Electoral College vote doesn’t mean the end of Donald Trump’s career. Watch it blossom.

Today’s the day. What, you ask? Today is the scheduled meeting of the Electoral College, the day when “The electors meet in their respective States and vote for President and Vice President on separate ballots. The electors record their votes on six Certificates of Vote, which are paired with the six remaining Certificates of Ascertainment. The electors sign, seal, and certify six sets of electoral votes. A set of electoral votes consists of one Certificate of Ascertainment and one Certificate of Vote.”


Supposedly then, today is the time when Democrat Joe Biden and gal pal sidekick Kamala Harris officially become the president-elect and vice-president elect of the United States. The longtime swamp dweller from Delaware and junior senator from California already awarded themselves the lofty titles a month ago when the media declared Pennsylvania for the ticket led by the now 78-year-old, a pronouncement that put he and she over the top of the 270 Electoral Vote threshold. Only the journos don’t have the authority to call races, even if they’ve assigned themselves the power.
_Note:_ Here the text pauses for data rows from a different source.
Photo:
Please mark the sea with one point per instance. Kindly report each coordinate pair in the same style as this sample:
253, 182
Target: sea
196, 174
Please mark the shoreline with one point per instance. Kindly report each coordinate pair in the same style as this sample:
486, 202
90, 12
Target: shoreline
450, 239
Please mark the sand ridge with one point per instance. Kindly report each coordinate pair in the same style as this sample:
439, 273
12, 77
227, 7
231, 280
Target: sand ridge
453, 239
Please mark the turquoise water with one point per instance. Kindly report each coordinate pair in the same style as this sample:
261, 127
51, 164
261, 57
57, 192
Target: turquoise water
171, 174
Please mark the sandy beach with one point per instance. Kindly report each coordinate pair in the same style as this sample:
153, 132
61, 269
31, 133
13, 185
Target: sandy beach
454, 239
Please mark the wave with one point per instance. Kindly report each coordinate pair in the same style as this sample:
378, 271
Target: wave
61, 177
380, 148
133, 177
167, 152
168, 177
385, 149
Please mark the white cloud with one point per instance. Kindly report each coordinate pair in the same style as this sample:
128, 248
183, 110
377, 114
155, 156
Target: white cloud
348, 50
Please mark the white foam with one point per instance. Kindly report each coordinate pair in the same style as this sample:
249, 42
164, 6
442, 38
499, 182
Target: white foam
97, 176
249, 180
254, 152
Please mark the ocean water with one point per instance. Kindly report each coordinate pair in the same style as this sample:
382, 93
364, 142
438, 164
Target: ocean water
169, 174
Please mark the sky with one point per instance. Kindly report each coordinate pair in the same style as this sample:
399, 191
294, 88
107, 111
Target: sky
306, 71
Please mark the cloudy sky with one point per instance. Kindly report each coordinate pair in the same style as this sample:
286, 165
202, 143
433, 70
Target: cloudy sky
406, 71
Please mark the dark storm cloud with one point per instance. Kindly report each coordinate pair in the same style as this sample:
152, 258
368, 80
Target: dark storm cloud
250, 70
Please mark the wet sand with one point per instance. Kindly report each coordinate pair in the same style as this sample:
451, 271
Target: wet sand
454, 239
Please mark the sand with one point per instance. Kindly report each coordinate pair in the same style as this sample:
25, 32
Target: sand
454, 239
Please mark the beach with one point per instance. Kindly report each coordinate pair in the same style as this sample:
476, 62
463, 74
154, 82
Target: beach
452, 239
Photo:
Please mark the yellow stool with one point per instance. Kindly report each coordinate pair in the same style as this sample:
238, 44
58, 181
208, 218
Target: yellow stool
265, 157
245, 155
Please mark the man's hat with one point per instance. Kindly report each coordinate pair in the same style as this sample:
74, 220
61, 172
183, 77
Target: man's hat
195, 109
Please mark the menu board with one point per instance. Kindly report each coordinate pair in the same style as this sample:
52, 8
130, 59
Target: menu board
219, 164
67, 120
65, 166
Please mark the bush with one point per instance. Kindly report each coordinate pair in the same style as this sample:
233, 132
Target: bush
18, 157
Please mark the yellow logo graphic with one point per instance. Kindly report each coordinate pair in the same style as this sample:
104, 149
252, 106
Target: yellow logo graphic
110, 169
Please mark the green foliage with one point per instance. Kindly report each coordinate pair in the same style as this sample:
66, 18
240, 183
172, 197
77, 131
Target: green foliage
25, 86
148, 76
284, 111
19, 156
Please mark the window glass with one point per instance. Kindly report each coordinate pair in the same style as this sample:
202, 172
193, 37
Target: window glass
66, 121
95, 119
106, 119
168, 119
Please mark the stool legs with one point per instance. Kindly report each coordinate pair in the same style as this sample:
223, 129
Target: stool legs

A lot of smart people dispute the media’s premature jumping of the proverbial gun.


Anyone who’s paid attention to the news since then -- and there probably aren’t many who haven’t -- have seen President Donald Trump’s campaign engaged in an intense battle to present their assertion that the election was stolen due to widespread mail-in ballot fraud. The lawsuits are evolving, including several seeking to withdraw the individual states’ appointed slate of electors. As of this writing, it still appears as though the meeting of the Electoral College will go forward with its inevitable conclusion.


You may recall the hubbub from four years ago, when frantic liberals desperately tried to get the various states’ presidential electors to become “faithless” and refuse to cast their votes for Donald Trump. According to the leaders of the “faithless elector” movement, the reasons for doing so were many, including the just-getting-started faux allegation that the Trump campaign colluded with Russia to edge out Hillary Clinton’s one mad woman rage campaign. Oddly enough (or not odd at all, actually), there’s been no similar expenditure of time and energy to turn electors against Biden this year. This despite tons more evidence of suspicious activity. That’s the way it is in Washington.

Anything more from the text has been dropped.